Androcur® (Cyproterone Acetate) and Meningioma Development: a Genotype-environment Association Study
The primary objective of the study is to create a biobank of oral smears permitting to identify the genetic locus/loci associated with an increased risk to develop meningiomas after cyproterone acetate (CPA) (Androcur®) treatment, using a GWAS approach.

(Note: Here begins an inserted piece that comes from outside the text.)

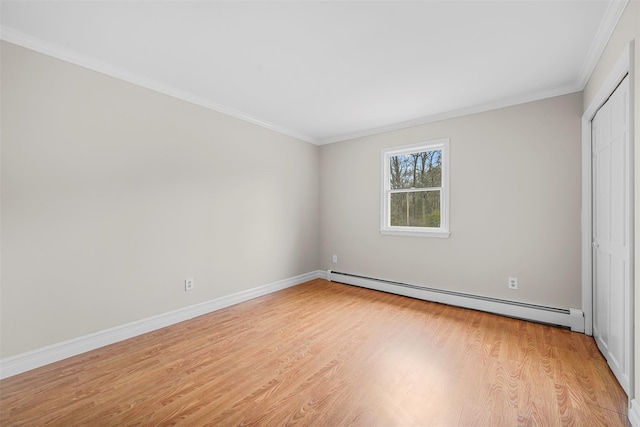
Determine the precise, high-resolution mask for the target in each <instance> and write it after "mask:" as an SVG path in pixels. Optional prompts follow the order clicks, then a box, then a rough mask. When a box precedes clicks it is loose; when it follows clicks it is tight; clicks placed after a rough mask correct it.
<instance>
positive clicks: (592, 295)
mask: <svg viewBox="0 0 640 427" xmlns="http://www.w3.org/2000/svg"><path fill="white" fill-rule="evenodd" d="M627 74H628V75H629V111H628V113H629V126H630V129H629V163H630V181H631V182H630V183H629V192H630V195H629V196H630V209H631V215H632V216H631V218H635V216H634V203H635V196H634V193H635V190H634V181H635V178H634V176H635V171H634V164H635V160H634V159H635V154H634V151H635V150H634V111H633V109H634V102H635V101H634V93H635V87H634V81H635V78H634V41H631V42H629V44H628V45H627V48H626V49H625V51H624V52H623V53H622V55H621V56H620V58H618V61H617V62H616V64H615V66H614V67H613V68H612V69H611V71H610V72H609V75H608V76H607V78H606V80H605V81H604V82H603V83H602V85H601V86H600V88H599V89H598V92H597V94H596V96H595V97H594V98H593V100H592V101H591V104H590V105H589V106H588V107H587V109H586V110H585V111H584V114H583V115H582V218H581V220H582V221H581V223H582V245H581V246H582V255H581V258H582V272H581V276H582V311H583V313H584V321H585V324H584V331H585V334H587V335H593V251H592V247H591V243H592V238H593V231H592V230H593V223H592V217H593V215H592V197H591V191H592V183H593V181H592V178H593V176H592V146H591V143H592V134H591V121H592V120H593V118H594V117H595V115H596V113H597V111H598V110H599V109H600V107H602V105H604V103H605V102H606V101H607V100H608V99H609V97H610V96H611V94H612V93H613V91H614V90H615V89H616V87H617V86H618V84H619V83H620V82H621V81H622V79H623V78H624V76H625V75H627ZM634 221H635V220H634V219H632V220H631V227H630V229H629V234H630V236H629V239H630V240H629V241H630V242H632V244H631V246H630V248H631V254H630V262H631V265H630V277H629V281H630V287H631V289H630V293H631V298H629V301H627V304H628V309H629V314H630V319H631V324H630V325H627V326H628V328H629V329H628V341H629V342H628V344H629V349H628V351H627V354H626V355H627V357H628V358H629V402H631V400H632V399H633V398H634V397H635V396H634V394H635V348H634V347H635V343H634V334H635V332H634V329H635V327H634V326H635V325H634V324H635V304H634V301H635V238H634V234H635V231H634Z"/></svg>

As the secondary objectives, the study aims: * to evaluate the importance of the genetic susceptibility. * to record the frequence of homonodependant cancers occuring in female patients with Androcur® associated meningioma and in their first-degree relatives. * to describe clinical, radiological, histological characteristics of the patients who have developed meningioma after cyproterone acetate exposure.
• Age ⩾18 years;
• Non-opposition opinion obtained during the first phone call at the beginning of the study;
• Covered by the french social security scheme.
⁃ For the group 1:
• Meningioma diagnosed by medical imaging and confirmed histologically if surgery occurred;
• Cyproterone acetate taken for at least 6 months, 25 mg par day and 20 day by month (cumulated dose ⩾ 3 000mg).
⁃ For the group 2:
• Cyproterone acetate taken for at least 5 years with dose of 50 mg per day and 20 day by month, or a cumulated dose corresponding to a longer period (⩾ 30 000mg);
• Normal result of RMI examination performed after at least 5 years treatment by cyproterone acetate.
⁃ For the group 3 :
• Subject who has never taken cyproterone acetate;
• Meningioma diagnosed by medical imaging examination and confirmed histologically if surgery occured.
⁃ For the group 4 :
• Subject who has never taken cyproterone acetate;
• Subject never diagnosed with meningioma.